Date of Award

4-2020

Document Type

Thesis - SCU Access Only

Publisher

Santa Clara : Santa Clara University, 2020.

Degree Name

Licentiate in Sacred Theology (STL)

Director

Jean-François Racine

Abstract

Spurred on by my Cameroonian experience of the worrisome challenges of sociological diversity and inspired by the inherent prospects of narrative criticism, I have used the defamiliarized story of Acts 6:1-7 to reframe the Anglophone Problem in Cameroon. Essentially this meant suspending, twisting, and turning both stories upside down so as to substitute a new, unfamiliar frame of reference for these familiar narratives. In this way, it became meaningful to juxtapose the Biblical story and the contemporary story with the former shedding light on the latter and the latter enfleshing the former. The decision itself to embark on defamiliarization flowed from my conviction that how one reads a story is as important as – and indeed decisive for – what one reads in the story. Thus, through this narrative critical method, I have attempted to provoke a new and renewed interest in these familiar stories through the narrative critical technique of defamiliarization.
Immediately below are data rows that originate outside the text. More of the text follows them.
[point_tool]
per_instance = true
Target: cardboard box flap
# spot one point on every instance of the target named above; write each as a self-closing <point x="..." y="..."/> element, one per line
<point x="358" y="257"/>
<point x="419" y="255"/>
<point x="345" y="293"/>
As a consequence, I was able to reach the conclusion that ignoring differences which do make a difference is a callous indifference that is not without dire This conclusion has been reached, firstly, because the sociological differences between different segments of the population account for the existence of the rift both in the Acts 6:1-7 tale and in the Cameroonian society. Secondly, it has been reached because after substituting a new, unfamiliar frame of reference for this familiar Acts 6:1-7 story, it became clear that something substantial of the narrative is lost by inattentiveness to these little but crucial clues that make a difference in the overall appreciation of the story. It is the same with the tale of the Anglophone Problem whose rough edges and provocatively disturbing nature that is smoothened by habituation get restored through this different reading. Thirdly, the conclusion has been reached because it was the prompt handling of the sociological difference in the Bible story that kept the situation under control while it is its poor handling in Cameroon that is setting the country ablaze.